The recommended amount of vitamin A from all sources is 2,500 international units (IU) per day. Taking high-dose vitamin A supplements in pregnancy isn’t recommended, except under supervision of your midwife or doctor. Check any vitamin supplements you’re taking to see if they contain vitamin A. Vitamin supplements formulated for pregnancy generally contain quite low doses of vitamin A, whereas general multivitamins may not. Note that you actually need more than three times the recommended daily intake of vitamin A to reach the ‘danger zone’.

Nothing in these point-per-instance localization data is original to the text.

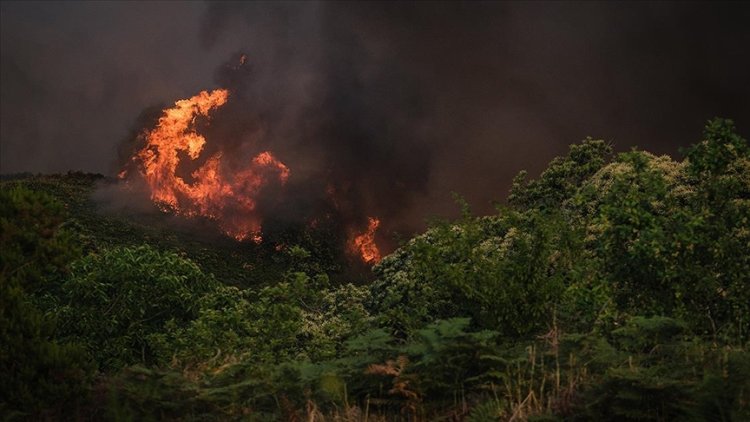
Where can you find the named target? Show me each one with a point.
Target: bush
(39, 374)
(116, 300)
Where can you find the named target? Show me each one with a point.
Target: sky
(408, 101)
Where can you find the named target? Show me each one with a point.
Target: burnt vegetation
(611, 287)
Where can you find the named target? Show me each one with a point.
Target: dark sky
(418, 99)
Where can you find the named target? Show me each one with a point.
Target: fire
(215, 191)
(364, 244)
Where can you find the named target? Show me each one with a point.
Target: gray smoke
(398, 103)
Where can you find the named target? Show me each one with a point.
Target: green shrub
(114, 301)
(39, 374)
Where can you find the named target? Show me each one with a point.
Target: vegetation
(612, 287)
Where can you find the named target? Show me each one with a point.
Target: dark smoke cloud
(400, 103)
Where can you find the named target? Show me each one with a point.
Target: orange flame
(364, 244)
(215, 192)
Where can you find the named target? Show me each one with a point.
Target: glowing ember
(216, 192)
(364, 244)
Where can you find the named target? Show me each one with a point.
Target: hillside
(612, 287)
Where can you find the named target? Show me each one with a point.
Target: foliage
(39, 372)
(115, 300)
(612, 287)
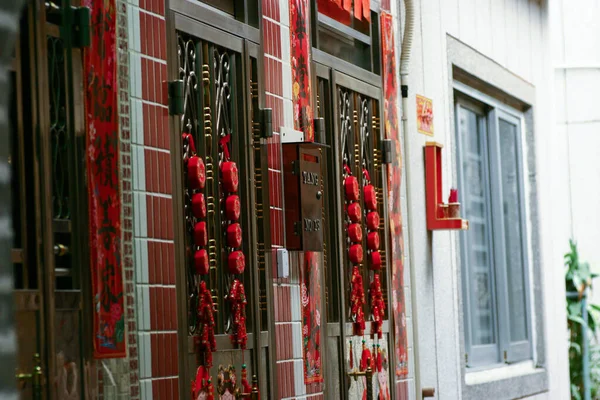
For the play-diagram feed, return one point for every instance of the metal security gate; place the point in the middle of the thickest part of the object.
(49, 218)
(218, 122)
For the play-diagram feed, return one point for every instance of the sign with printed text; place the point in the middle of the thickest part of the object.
(424, 115)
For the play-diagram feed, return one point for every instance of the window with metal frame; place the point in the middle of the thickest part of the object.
(496, 293)
(340, 33)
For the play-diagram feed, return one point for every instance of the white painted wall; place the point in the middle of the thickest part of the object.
(576, 61)
(515, 34)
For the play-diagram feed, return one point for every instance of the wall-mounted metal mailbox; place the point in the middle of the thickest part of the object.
(303, 191)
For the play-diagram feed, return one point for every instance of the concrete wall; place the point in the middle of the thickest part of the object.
(576, 62)
(514, 35)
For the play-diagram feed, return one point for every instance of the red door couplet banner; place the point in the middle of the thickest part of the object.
(104, 194)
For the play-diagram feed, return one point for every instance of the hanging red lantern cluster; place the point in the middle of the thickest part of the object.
(237, 300)
(372, 218)
(357, 301)
(196, 180)
(236, 260)
(206, 344)
(377, 306)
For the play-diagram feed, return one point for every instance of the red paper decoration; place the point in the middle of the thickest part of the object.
(207, 343)
(236, 262)
(357, 301)
(370, 197)
(200, 234)
(373, 241)
(201, 262)
(233, 207)
(354, 212)
(196, 173)
(375, 260)
(229, 176)
(237, 299)
(355, 233)
(373, 220)
(355, 254)
(377, 306)
(351, 188)
(199, 205)
(234, 235)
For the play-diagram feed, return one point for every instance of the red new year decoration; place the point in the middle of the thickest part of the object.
(199, 205)
(236, 262)
(237, 300)
(351, 188)
(104, 194)
(233, 207)
(375, 261)
(370, 198)
(207, 344)
(354, 212)
(234, 235)
(373, 241)
(357, 301)
(373, 220)
(229, 176)
(355, 233)
(196, 173)
(200, 234)
(201, 263)
(377, 306)
(355, 254)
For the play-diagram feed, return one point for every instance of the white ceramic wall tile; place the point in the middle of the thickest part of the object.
(288, 114)
(146, 307)
(299, 377)
(143, 261)
(141, 315)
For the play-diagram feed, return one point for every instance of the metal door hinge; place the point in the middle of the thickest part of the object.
(176, 97)
(387, 151)
(266, 120)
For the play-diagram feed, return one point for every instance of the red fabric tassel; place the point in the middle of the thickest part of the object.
(377, 306)
(207, 325)
(237, 299)
(357, 301)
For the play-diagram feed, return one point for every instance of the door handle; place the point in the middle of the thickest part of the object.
(35, 378)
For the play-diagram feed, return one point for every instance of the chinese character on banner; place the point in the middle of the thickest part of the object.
(104, 196)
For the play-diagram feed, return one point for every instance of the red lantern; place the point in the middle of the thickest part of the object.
(196, 173)
(373, 241)
(356, 254)
(351, 188)
(375, 258)
(354, 212)
(234, 235)
(200, 234)
(201, 262)
(229, 175)
(236, 262)
(199, 205)
(373, 220)
(355, 233)
(233, 207)
(370, 197)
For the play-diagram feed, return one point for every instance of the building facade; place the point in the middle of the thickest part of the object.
(258, 198)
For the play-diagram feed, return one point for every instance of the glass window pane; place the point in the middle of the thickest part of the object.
(513, 236)
(477, 261)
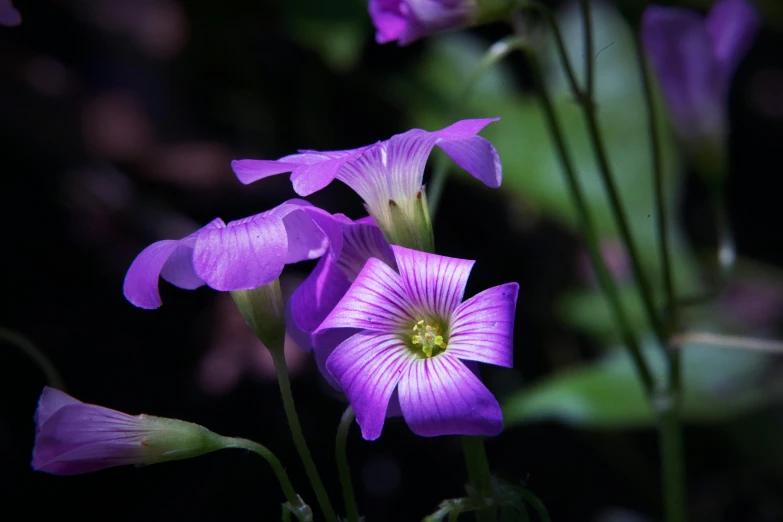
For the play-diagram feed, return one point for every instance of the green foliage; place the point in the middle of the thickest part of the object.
(721, 383)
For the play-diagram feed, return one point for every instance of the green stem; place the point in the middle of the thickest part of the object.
(300, 508)
(494, 54)
(342, 465)
(605, 280)
(278, 357)
(27, 347)
(479, 473)
(587, 15)
(605, 171)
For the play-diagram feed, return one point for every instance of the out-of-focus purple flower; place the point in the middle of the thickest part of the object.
(409, 20)
(72, 437)
(388, 175)
(240, 255)
(320, 292)
(695, 58)
(8, 15)
(413, 334)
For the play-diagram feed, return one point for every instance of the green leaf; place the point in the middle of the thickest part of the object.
(721, 383)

missing image fileIf you’re worried that your diet plus your vitamin supplement may put you into that ‘danger zone’ of 8,000 IU per day, rest assured that getting that much vitamin A in your diet is extremely difficult.

Knowledge of the effects of medications, supplements and herbal preparations on the baby is far from complete, particularly the long-term effects. Your caregiver can carefully guide you about any medications you require, minimising any potential side effects.

Vaccinations and immunity

People are immune to all kinds of infections, either because they contracted the disease in the past (for example, most of us are immune to chickenpox because we had it when we were kids, causing our immune systems to make antibodies to the chickenpox virus), or because they’ve been vaccinated (that is, given a shot of something that causes your body to develop antibodies — immune system agents that help protect you against infections).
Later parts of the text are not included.